No visit to the San Francisco area would be complete without spending some time on Point Reyes peninsula.
It juts out into the Pacific Ocean about 20 miles, and is part of Point Reyes National Seashore.
We made a quick run in the late afternoon, and found nothing of real significance, although the sundown was nice.
The lighthouse at its point does not occupy the high ground, but is at the tip and down 300 feet from the land mass. Turns out that was a good move, because fog is frequent and it generally is more dense the higher you go. This placement ensures the greatest opportunity for its light to be seen by ships on the water.
The wind is so terrific at the lighthouse point (they’ve recorded a gust of 133mph!) that trees just don’t grow until a mile inland. Fog is ever present, and temperatures seem to be 10 degrees cooler than the mainland.
The lighthouse was closed when we were there, and I wasn’t impressed by the lighting for a shot from 300 feet away…down the cliff….
Didn’t I start this post by recommending a visit?
Well, we read up about Point Reyes, and decided to made a return visit.
First of all, it was a sunny day, so photos were more fun and stopping along the way was more worthwhile. You learn so much more when you slow down….
The peninsula is about 20 miles wide near the mainland, and really has some convoluted topography with pretty dense forest in several areas. But the trees get interesting nearer the point where they quit growing.
This last photo shows a line of trees that have managed to grow near the lighthouse point in the lee of the lightkeeper’s residence. They cling to the edge of a precipice with this strange posture!
Back from the point a ways, the ground drops down near the ocean level.
One of us went closer, to capture the waves in a more personal way….
All of this was interesting enough, but then we came back from the point a couple miles, and went over to a protected cove on the north side.

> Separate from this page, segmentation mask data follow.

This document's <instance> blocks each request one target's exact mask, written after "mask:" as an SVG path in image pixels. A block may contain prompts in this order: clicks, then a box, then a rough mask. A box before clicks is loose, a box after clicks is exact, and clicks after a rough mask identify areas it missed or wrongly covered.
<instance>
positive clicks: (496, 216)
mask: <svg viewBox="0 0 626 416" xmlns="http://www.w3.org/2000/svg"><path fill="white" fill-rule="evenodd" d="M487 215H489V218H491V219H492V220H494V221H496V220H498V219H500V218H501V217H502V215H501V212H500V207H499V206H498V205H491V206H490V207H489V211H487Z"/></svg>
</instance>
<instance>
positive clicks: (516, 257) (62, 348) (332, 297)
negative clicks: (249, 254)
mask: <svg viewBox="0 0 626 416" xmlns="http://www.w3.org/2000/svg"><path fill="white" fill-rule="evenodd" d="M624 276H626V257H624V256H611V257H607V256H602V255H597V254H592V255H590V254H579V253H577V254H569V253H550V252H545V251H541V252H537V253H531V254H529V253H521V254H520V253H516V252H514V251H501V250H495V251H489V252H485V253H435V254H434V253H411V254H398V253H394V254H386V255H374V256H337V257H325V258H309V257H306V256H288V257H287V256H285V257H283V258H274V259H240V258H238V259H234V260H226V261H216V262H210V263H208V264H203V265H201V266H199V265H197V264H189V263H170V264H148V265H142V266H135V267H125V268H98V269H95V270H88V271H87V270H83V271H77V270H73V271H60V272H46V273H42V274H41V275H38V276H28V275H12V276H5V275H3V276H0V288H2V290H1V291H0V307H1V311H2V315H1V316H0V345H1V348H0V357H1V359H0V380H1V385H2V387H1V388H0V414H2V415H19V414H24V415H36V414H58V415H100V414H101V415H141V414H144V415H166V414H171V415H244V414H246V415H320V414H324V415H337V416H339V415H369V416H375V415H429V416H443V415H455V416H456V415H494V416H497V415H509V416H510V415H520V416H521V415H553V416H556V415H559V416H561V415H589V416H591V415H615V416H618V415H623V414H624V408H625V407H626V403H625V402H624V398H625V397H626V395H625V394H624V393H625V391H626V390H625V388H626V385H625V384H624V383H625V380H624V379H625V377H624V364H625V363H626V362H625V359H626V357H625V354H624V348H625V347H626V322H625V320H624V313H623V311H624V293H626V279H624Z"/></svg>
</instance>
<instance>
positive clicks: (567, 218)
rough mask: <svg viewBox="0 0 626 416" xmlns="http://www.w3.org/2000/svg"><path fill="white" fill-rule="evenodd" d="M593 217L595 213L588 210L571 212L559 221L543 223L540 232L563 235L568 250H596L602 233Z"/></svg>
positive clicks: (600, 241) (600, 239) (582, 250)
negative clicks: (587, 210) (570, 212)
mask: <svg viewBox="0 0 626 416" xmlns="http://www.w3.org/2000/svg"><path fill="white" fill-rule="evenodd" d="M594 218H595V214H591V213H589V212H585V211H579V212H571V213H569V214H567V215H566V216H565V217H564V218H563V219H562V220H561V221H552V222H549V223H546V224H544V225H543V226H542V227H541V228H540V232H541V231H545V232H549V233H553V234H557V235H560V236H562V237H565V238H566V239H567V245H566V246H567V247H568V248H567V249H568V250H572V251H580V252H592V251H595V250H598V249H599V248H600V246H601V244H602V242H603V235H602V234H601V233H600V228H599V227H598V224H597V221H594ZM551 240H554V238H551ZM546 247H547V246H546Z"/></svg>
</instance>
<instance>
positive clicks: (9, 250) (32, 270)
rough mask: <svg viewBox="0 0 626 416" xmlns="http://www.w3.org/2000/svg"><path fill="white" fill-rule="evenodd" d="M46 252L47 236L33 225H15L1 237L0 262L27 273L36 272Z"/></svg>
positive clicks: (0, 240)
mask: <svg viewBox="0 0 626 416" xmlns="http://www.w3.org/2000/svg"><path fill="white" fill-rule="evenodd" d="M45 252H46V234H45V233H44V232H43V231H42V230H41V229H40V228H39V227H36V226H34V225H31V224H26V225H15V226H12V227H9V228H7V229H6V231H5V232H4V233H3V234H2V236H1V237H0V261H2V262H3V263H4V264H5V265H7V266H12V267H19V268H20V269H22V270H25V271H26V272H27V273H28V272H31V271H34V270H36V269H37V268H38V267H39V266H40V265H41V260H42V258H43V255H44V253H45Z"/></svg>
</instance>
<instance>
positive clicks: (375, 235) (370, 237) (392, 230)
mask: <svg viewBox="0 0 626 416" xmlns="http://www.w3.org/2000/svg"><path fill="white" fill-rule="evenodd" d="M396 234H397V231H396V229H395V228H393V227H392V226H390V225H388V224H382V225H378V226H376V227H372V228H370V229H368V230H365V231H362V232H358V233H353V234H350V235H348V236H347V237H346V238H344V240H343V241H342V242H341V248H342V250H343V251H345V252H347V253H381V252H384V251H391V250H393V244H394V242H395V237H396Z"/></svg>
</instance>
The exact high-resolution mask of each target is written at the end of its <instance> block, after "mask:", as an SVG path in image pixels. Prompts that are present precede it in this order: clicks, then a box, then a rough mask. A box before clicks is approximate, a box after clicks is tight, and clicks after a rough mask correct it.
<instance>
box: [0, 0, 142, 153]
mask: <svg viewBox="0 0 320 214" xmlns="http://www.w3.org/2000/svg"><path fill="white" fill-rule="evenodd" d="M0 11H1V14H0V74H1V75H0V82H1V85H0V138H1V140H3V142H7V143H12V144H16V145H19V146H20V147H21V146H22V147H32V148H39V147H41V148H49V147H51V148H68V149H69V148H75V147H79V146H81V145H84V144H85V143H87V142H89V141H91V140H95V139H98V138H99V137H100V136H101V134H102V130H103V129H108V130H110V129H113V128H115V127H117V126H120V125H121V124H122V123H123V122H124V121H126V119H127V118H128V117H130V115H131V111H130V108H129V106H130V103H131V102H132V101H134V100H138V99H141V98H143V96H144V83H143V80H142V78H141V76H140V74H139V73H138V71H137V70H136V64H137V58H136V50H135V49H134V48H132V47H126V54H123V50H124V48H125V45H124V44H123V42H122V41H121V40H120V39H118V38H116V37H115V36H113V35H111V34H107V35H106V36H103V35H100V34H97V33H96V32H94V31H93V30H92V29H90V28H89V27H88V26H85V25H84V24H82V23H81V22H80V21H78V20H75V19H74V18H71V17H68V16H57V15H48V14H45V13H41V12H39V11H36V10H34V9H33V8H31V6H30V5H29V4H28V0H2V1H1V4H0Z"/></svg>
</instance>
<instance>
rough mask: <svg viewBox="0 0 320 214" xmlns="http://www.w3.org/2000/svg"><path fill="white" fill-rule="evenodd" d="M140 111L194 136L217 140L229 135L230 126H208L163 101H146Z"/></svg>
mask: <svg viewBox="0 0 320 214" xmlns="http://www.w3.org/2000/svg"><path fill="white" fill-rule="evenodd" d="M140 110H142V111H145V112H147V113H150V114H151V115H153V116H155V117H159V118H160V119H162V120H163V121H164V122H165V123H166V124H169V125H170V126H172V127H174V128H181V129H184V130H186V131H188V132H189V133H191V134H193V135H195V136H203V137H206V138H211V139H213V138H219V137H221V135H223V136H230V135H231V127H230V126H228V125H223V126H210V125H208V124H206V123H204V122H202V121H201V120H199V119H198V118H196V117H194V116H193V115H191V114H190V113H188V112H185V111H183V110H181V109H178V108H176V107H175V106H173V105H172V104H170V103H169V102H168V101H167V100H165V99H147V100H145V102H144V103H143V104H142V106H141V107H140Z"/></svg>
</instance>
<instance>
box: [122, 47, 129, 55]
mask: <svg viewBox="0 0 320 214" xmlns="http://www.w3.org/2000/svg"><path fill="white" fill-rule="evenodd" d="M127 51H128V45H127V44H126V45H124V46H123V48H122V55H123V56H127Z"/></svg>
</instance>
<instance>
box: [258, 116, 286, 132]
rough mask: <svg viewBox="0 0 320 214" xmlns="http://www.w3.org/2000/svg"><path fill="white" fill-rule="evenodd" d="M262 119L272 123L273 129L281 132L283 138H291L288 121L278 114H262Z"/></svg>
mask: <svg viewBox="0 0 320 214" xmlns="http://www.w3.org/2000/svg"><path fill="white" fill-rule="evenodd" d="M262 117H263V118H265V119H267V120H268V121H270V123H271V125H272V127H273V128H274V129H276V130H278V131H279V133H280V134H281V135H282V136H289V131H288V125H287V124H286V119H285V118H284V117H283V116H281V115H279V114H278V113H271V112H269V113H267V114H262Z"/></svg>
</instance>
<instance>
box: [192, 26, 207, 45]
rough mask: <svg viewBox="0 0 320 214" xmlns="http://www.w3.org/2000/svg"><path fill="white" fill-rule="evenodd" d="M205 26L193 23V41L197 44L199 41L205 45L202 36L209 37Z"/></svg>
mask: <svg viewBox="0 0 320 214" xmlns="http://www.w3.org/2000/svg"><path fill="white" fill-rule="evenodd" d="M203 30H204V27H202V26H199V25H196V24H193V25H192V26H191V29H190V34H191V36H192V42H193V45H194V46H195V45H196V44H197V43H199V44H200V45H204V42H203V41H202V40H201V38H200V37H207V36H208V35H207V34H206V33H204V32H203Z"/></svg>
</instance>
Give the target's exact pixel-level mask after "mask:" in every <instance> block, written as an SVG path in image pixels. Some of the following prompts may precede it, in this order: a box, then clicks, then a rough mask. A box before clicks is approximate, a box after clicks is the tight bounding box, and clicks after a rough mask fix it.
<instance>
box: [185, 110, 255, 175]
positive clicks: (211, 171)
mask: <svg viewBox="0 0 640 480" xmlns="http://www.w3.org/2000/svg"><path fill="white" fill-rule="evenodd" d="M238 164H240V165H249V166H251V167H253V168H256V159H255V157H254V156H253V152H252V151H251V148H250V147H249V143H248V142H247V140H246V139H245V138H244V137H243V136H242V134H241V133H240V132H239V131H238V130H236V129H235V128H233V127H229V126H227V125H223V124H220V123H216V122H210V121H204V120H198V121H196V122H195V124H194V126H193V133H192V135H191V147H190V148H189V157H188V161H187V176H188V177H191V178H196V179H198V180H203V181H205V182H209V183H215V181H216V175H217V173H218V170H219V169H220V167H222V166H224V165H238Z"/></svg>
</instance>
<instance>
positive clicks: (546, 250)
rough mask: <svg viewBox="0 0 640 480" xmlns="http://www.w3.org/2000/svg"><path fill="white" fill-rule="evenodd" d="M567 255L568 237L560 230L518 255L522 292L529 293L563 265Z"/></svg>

We were kept back from their beach by signs and topography, but we could hear their roaring noises when the alpha male was displeased by the approach of another male from the water! The two smaller seals in the second photo were playing with each other, under the watchful eye of a seemingly amused older male.
But wait, there’s more!
The park undertook an effort in 1970 to assist in bringing back from near extinction one of the two types of elk that are found only in California, Tule Elk. They have done well here, growing from 10 animals to about 450.